The Boons declined to sign. They believe it is their constitutional right to oppose Site C, which will flood at least 6,500 hectares of prime farmland and, in the words of a government-appointed panel that reviewed the project, have “significant adverse effects” on the environment and on lands and resources used by First Nations.
In late April, BC Hydro launched a second civil suit, this time against hunger striker Kristen Henry and three others camped outside the Crown corporation’s head office in Vancouver to protest the Site C dam project.
The Vancouver campers packed up 10 days later, saying they did not have the money or the inclination to fight BC Hydro in court. BC Hydro claimed “hundreds of thousands” of dollars from them in damages, the four campers stated in a press release.
BC Hydro said the camp had forced it to take expensive measures to step up security, including spending $30,000 for new door handles to which people cannot chain themselves, up to $60,000 a month to hire the company Xpera Risk Mitigation and Investigation to monitor the campers, and up to $35,000 a month to boost general security measures.

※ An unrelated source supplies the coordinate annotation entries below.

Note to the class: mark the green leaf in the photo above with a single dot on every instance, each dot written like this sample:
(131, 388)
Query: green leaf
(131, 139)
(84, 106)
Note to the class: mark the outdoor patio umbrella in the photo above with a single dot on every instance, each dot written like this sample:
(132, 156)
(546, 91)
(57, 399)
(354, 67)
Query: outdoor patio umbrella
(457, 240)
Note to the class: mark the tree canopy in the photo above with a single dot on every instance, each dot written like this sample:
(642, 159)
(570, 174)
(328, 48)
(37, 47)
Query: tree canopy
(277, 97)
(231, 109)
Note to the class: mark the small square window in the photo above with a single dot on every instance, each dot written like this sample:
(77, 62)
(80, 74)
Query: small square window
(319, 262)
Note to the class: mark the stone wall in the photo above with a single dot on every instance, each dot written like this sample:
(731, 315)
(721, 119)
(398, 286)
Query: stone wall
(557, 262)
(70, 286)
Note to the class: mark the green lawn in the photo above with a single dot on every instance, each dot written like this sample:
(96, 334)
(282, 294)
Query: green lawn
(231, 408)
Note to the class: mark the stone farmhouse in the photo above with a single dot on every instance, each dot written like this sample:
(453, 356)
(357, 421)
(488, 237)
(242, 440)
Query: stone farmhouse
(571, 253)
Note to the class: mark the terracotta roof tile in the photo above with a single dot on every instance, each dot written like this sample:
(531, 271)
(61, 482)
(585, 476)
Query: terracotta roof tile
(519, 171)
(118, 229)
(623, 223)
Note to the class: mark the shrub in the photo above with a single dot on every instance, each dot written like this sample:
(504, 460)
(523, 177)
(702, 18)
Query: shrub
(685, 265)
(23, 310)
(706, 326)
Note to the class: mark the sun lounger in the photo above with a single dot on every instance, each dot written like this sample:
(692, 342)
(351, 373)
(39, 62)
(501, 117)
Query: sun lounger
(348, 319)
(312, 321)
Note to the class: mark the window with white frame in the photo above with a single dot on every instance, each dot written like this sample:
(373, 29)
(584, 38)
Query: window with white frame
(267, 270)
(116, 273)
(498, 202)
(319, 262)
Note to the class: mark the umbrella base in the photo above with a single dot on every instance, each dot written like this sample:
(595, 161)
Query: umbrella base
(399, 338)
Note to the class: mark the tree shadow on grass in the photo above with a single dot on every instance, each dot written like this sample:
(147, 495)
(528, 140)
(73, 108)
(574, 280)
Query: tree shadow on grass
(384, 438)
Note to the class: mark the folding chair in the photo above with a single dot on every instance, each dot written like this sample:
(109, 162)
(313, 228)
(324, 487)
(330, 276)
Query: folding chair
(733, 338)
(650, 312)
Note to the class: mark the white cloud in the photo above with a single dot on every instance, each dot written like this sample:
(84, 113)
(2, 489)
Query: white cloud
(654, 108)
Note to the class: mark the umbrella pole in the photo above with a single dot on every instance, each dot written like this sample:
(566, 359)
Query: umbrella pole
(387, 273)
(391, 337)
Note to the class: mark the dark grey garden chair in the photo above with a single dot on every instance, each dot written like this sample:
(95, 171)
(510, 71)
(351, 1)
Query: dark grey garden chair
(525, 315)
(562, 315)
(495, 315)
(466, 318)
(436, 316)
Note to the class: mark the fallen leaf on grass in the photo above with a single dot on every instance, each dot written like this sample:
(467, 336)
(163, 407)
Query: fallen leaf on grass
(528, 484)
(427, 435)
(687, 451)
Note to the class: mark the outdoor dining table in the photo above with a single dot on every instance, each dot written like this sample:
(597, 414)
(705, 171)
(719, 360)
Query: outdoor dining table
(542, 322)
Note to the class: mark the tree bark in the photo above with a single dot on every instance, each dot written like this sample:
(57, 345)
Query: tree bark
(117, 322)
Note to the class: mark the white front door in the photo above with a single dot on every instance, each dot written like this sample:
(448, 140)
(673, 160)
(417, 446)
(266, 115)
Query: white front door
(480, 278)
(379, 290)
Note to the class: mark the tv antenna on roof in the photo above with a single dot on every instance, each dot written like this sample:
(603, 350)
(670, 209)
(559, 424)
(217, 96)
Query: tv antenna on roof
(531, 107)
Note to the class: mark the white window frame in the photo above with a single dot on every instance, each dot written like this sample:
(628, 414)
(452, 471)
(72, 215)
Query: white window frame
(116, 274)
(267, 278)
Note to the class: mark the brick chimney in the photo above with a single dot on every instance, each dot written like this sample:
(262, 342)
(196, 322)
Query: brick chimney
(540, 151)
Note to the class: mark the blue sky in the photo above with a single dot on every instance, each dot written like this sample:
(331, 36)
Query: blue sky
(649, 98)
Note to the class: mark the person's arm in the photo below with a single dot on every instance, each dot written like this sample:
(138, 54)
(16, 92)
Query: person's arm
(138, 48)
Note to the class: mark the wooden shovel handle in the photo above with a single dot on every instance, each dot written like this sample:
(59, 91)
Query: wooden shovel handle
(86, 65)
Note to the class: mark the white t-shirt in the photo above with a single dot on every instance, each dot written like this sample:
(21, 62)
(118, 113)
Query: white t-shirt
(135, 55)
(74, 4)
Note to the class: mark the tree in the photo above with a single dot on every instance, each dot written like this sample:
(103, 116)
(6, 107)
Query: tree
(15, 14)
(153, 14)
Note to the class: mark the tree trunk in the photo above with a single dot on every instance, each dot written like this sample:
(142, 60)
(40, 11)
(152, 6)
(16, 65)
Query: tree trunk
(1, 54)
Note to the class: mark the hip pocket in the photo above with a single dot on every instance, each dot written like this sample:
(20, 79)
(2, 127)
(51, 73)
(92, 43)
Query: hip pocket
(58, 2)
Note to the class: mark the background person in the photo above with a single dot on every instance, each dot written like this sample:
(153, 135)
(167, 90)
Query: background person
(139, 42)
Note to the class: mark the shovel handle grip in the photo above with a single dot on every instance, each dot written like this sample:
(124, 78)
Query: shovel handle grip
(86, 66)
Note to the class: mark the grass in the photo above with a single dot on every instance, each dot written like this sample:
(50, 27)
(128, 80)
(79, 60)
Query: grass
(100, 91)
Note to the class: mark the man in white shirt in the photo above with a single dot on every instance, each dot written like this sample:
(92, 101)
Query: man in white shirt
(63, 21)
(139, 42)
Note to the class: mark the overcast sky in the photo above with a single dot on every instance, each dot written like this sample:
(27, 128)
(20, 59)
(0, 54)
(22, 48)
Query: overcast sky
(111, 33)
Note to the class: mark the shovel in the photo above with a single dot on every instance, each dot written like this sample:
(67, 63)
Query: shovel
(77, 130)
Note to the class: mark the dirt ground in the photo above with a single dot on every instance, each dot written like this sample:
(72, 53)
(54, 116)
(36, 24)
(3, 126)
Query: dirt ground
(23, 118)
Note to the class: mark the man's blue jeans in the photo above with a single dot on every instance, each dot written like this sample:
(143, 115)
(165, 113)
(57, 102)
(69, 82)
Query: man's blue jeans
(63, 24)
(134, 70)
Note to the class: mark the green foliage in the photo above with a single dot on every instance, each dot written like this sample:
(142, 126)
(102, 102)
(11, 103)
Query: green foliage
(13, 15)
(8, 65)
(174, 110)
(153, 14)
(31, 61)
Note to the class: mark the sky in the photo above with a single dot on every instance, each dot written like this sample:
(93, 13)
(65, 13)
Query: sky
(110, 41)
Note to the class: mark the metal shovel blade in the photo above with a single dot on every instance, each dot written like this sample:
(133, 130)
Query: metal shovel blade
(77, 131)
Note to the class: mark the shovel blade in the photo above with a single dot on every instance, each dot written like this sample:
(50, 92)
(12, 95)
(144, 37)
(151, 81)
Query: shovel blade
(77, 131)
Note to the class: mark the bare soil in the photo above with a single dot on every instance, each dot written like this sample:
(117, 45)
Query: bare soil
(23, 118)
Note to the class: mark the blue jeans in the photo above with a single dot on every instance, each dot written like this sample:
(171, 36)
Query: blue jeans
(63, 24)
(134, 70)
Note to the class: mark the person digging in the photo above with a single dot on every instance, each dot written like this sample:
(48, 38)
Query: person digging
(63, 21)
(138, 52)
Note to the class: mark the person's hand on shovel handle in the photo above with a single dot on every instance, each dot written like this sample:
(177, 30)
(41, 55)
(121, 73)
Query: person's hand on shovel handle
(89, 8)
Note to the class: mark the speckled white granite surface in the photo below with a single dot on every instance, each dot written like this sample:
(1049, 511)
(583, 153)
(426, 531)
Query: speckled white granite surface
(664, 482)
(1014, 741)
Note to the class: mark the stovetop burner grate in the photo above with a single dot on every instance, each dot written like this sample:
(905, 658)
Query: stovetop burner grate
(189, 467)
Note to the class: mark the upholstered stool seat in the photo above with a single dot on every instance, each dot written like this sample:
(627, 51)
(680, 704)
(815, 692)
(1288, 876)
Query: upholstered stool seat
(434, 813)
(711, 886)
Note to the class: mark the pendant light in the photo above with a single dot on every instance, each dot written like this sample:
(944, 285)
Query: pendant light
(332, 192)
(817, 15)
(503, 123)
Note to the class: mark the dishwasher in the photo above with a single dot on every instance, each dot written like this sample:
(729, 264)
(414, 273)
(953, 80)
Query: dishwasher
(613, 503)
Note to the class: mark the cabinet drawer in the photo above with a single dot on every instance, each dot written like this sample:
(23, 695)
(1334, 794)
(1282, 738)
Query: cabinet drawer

Even though that camp, too, is gone, the civil law suit stands, Dave Conway, BC Hydro’s Site C community relations manager, confirmed in an email. Conway said in a separate email that the crown corporation cannot comment on the civil suit against the six Rocky Mountain fort campers due to the fact that it is an “on-going court action.”
The majority of U.S. states, along with Ontario and Quebec, have anti-SLAPP suit legislation. In 2001, the NDP government in B.C. passed similar legislation, called the Protection of Public Participation Act. Six months later, that legislation was repealed by the newly-elected B.C. Liberal government.
Such legislation, says Tollefson, aims to expedite justice and provide the courts with tools to dismiss SLAPP suits early on “so a very deep-pocketed corporation doesn’t get to drag it out and benefit from simply being better endowed.”
Image: Ken Boon on his farmland in the Peace Valley. Photo: Emma Gilchrist.